Bij mij kwam de klap rond mijn eindexamens van de middelbare school. In eerste instantie werd ik doorverwezen naar een psycholoog met het vermoeden van een angststoornis. Zo’n anderhalf jaar werd ik daarvoor behandeld. Pas sinds een aantal maanden weet ik nu dat ik autisme heb. Nu is het natuurlijk niet zo erg om geen diagnose te hebben. Sommige mensen zullen het zelfs als positief zien dat je geen diagnose hebt, want dan wordt je niet ‘in een hokje gestopt’. Het wordt wel een probleem als je er dagelijks last van hebt. Bij veel vrouwen wordt autisme pas ontdekt als ze al langer behandeld worden voor andere klachten, zoals een eetstoornis. Ontwikkelingspsycholoog Sander Begeer geeft aan dat autistische meisjes relatief vaak pas in hun adolescentie de diagnose autisme krijgen. Dit is niet zo gek, want de criteria die psychiaters gebruiken om autisme vast te stellen zijn gebaseerd op jongens. De ‘ontdekker’ van autisme, Hans Asperger, noemde autisme zelfs ‘een extreme variant van het mannelijke karakter’. Onze diagnostiek voor ziektes, zowel mentaal als fysiek, is dus niet neutraal. Ook deze criteria zijn beïnvloed door sociale gendernormen.

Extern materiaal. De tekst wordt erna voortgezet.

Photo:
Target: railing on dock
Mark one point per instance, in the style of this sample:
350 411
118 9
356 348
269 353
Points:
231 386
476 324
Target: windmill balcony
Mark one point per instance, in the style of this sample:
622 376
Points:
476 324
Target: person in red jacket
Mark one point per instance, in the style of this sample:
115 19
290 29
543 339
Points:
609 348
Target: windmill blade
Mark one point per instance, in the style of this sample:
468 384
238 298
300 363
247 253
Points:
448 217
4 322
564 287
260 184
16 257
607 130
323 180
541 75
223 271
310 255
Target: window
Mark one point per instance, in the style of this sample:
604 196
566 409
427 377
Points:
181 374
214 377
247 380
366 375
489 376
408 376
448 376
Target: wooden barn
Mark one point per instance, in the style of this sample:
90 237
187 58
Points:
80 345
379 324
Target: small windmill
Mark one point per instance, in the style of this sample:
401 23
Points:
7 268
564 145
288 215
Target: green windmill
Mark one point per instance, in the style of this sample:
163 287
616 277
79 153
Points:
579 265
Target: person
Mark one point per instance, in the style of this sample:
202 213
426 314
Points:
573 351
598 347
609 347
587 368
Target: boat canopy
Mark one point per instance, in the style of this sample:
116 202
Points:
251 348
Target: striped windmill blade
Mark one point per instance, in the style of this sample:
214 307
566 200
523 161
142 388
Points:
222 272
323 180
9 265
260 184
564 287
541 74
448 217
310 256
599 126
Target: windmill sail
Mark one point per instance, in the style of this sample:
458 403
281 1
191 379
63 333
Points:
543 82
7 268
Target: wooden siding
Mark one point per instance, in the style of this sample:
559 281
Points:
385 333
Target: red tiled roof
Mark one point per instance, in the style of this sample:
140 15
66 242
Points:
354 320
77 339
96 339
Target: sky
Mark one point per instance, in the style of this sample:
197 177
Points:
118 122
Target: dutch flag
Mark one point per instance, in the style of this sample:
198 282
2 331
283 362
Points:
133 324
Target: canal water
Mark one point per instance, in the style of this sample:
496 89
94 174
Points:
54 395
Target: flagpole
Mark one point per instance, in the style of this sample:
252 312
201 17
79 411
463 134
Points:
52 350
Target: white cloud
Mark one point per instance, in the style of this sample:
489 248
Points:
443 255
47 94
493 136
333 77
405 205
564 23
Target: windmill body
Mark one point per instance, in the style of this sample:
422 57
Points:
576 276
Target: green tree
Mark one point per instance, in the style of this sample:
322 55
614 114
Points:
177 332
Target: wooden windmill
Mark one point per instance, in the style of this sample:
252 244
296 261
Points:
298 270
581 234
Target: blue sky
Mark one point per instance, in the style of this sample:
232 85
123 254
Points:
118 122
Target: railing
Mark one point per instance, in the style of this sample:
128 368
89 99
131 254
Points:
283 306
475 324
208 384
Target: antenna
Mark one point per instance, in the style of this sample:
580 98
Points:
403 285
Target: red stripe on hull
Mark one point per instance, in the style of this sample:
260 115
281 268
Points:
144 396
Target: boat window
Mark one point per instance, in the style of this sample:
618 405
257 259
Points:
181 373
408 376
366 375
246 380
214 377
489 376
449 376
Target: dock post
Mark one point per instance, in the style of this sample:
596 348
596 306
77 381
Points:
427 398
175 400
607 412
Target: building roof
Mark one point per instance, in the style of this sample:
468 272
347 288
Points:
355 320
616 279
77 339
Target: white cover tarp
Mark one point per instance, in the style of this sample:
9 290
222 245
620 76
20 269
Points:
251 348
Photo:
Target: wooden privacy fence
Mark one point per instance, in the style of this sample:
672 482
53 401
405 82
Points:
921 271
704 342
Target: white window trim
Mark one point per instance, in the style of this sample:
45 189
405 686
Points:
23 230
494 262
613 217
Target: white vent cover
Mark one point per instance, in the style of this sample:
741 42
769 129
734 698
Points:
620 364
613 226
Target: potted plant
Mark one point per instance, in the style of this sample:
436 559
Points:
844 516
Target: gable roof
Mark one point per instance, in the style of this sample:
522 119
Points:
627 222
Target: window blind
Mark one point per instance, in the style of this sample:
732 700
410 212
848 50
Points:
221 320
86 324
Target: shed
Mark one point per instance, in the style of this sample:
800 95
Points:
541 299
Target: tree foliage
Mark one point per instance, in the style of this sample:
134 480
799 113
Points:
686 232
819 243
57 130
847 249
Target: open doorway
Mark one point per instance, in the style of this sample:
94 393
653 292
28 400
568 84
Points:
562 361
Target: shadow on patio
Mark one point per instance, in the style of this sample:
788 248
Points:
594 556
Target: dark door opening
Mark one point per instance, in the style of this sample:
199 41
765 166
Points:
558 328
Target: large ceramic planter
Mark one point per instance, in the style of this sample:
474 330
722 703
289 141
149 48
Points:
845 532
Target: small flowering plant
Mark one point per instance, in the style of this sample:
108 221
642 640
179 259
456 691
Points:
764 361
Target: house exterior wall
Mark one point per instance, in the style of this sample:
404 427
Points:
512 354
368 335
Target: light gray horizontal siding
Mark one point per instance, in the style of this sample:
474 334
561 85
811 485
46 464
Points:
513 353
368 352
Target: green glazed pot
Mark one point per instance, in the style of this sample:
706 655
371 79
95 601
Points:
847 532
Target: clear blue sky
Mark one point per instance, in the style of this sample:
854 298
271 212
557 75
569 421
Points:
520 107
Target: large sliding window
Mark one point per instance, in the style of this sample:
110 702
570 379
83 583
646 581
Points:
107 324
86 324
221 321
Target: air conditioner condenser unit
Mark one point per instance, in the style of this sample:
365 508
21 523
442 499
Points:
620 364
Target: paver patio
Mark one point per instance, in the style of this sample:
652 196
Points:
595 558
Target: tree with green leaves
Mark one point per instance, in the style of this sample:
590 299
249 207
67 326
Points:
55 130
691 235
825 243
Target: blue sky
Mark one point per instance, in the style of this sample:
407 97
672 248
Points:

De documentaires over Kees zijn het probleem niet. Kees doet het goed voor de camera en maakt je regelmatig aan het lachen. Ook is er gelukkig steeds meer aandacht voor wat Kees, vaak vanwege zijn autisme, wel goed kan. Toch laten deze documentaires enkel het masculiene beeld van autisme zien. Het is tijd voor meer aandacht voor autisme bij vrouwen, zodat ook hun klachten in de toekomst sneller herkend worden.